“It sounded like a hundred jets, just this roar getting louder and louder and louder,” says Matt.
It was 1:30am on 31 December 2019. Matt was asleep at home, when he awoke to what he initially thought was the sound of strong winds. It was only when he looked out his window and saw that everything was orange, he knew it was a bushfire. The biggest he had ever seen.
“I grabbed my cats…knocked over the 200-litre drum with water in it and put the cats in them and threw them in the back of the car. I grabbed my clothes and I jumped in the car and went to my neighbours.”
By the time he got to his neighbours’ house, everything around it was on fire. Having lived in the bush most of his life, and in the remote town of Club Terrace in Victoria’s East Gippsland region for the last ten years, Matt understood the lay of the land. He knew that his neighbours’ place at least stood a chance at being defended from the massive fire-wall that had encircled the property.
So he got to work.
“All the paddock in the front was going. I put that out, watched it go to the right of me, up into the bush. Then I turned and watched the fire come over the left-hand side of me; I got rid of that one. I raced down the hayshed, put that out,” recalls Matt.
“Then I looked up the driveway to where my place was and watched it burn.”
He did try to save his home. He had spent the last ten years working on it so that it was completely self-sufficient. Off the grid.
“I’ve never seen a fire this big. It was huge. It went off like an atomic bomb. It was grabbing the tops of trees and twisting them off like a stick of celery, throwing them out into the paddock. Then the rest of the trees, which were probably about 15-20 metres high, got thrown down and broken in half,” Matt remembers.
He spent the next week staying on the floor of his neighbour’s house with nothing more than a mattress to sleep on and a bucket for a seat.
When the roads were finally open, Matt made his way down to Bairnsdale evacuation centre where Red Cross was helping to provide relief for those impacted by the fires.
“Matt came in very distressed. It was just pure distress,” says Red Cross volunteer Janet, who was working at the relief centre at the time.
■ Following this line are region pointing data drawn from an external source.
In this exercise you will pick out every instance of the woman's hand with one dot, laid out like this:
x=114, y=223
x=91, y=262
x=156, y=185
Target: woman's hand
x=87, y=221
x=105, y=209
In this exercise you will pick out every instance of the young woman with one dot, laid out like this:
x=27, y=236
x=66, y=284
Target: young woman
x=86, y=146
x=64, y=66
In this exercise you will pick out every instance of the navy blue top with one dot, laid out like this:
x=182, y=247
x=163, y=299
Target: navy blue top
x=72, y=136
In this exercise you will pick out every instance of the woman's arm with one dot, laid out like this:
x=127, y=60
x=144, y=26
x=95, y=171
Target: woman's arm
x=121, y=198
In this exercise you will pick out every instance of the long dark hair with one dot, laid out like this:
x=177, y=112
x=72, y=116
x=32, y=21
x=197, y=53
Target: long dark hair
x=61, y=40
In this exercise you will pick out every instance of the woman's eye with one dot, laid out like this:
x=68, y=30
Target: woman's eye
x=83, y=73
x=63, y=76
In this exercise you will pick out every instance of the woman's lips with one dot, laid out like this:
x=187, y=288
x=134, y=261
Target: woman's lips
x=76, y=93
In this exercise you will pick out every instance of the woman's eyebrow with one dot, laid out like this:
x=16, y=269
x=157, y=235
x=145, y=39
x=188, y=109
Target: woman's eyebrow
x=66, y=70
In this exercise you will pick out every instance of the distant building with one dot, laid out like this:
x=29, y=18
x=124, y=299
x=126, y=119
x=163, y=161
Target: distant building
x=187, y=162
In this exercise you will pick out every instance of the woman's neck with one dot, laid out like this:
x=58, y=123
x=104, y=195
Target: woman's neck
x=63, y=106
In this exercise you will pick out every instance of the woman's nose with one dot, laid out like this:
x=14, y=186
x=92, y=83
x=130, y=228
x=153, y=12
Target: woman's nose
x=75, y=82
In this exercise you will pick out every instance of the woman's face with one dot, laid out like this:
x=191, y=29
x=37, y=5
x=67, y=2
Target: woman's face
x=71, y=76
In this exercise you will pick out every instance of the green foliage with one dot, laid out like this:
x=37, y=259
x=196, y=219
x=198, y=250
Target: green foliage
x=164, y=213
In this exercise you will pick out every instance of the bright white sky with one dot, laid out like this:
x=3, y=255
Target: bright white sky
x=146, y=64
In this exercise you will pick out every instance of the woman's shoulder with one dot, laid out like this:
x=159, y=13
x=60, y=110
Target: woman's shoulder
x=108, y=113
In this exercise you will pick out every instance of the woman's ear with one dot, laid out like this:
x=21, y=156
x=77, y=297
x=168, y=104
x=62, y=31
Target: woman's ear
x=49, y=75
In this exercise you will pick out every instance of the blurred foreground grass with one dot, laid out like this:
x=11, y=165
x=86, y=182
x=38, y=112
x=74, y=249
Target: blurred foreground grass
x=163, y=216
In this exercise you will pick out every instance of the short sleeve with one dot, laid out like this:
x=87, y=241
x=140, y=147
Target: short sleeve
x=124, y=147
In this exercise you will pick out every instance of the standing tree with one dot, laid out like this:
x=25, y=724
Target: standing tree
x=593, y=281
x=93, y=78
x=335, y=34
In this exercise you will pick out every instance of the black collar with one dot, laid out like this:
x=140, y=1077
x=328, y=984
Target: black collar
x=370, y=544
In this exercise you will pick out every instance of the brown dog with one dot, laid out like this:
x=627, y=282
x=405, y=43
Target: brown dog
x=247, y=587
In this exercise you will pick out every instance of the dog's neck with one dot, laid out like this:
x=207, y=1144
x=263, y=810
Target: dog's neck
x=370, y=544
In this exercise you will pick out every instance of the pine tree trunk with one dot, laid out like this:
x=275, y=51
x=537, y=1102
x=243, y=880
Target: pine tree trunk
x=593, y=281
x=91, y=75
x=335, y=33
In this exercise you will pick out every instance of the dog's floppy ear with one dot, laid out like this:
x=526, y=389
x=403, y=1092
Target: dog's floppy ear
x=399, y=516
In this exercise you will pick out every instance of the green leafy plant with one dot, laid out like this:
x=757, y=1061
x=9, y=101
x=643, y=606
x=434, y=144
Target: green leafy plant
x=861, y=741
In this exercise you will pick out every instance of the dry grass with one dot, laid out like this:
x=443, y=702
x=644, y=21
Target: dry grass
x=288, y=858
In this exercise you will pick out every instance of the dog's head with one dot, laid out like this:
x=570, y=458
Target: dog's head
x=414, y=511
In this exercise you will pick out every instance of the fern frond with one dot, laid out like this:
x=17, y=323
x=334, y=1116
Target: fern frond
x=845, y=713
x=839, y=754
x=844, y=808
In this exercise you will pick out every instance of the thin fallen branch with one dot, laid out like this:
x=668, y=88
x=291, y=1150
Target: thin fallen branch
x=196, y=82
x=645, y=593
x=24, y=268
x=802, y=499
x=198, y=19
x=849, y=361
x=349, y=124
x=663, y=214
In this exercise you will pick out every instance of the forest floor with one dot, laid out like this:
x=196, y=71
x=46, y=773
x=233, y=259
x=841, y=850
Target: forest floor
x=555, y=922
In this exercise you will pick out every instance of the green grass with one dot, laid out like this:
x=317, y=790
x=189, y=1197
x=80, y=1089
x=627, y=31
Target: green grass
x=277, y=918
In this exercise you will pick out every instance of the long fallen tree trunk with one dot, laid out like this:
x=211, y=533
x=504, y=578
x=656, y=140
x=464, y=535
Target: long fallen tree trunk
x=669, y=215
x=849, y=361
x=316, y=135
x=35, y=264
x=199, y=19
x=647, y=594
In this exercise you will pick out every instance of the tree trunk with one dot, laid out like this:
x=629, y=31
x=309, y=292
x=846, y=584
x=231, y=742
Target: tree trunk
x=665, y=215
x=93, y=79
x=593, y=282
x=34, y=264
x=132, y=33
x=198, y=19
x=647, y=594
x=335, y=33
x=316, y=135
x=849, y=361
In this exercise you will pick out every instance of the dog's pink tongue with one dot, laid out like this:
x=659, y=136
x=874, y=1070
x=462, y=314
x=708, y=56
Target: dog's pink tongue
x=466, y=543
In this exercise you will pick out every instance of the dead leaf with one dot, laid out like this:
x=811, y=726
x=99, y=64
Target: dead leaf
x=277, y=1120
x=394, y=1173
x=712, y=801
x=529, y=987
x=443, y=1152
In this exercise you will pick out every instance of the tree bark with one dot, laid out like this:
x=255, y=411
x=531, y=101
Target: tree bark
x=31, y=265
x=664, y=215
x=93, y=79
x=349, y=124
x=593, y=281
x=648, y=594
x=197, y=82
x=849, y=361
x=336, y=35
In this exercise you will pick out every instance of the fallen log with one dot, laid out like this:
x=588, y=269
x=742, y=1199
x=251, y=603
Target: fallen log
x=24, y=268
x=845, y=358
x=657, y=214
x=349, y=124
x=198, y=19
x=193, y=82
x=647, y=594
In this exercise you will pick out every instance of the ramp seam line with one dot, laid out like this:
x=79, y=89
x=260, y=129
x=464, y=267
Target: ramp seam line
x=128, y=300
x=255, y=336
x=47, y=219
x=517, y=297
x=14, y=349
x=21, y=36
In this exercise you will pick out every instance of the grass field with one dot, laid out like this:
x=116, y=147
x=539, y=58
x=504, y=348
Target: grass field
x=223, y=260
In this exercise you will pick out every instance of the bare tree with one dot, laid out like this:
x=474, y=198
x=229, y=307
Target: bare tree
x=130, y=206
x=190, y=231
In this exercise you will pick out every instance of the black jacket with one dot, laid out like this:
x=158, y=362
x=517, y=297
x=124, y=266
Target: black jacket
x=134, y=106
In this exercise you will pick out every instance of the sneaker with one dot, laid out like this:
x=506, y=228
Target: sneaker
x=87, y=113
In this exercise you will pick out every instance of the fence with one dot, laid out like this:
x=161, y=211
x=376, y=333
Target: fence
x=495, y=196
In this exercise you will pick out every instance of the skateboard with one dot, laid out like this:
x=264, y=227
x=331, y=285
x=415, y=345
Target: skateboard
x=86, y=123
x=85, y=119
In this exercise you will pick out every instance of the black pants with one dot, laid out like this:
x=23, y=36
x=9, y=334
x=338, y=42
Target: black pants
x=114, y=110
“He lost everything. One of our volunteers Farida sat down and registered him with Register.Find.Reunite. I spent some time with him, gave him one-to-one-care and I stayed with him through the rest of his journey. We were then able to link him in with the Red Cross Emergency Grant, which means that he’ll soon have $5000 to help him start his life again,” says Janet.
Two weeks on from the fire that destroyed his home, Matt is only just beginning on the long road to recovery, “I’m numb. Numb from the house burning down, just – I don’t know. No emotions really,” says Matt.
Despite this, he is already planning what he will need to rebuild.
“The (Red Cross) money is going to help me. I need a fridge, probably a 200-300 amp-hour battery, a couple of fold-out solar panels just to get started. And then that way, once I’ve got the fridge I can at least get food then, borrow a tent off someone and start from scratch again,” says Matt.
The Club Terrace that Matt has known for the past ten years is all but gone. Only four or five houses remain. Everything is black, burnt. The enormous cacophony of gum trees that once stood, towering over everything are now nothing more than burnt sticks, protruding from the ground, raised like scar tissue, scattered across the landscape. The ground is completely covered in three-inch-deep black soot. Matt says it’s like walking on powdered snow.
“I’ve got to start again…but Red Cross hooked me up with everything. I didn’t know what to do until I came here (to the relief centre) but then the Red Cross grabbed me, put me under their wing and away I went,” says Matt.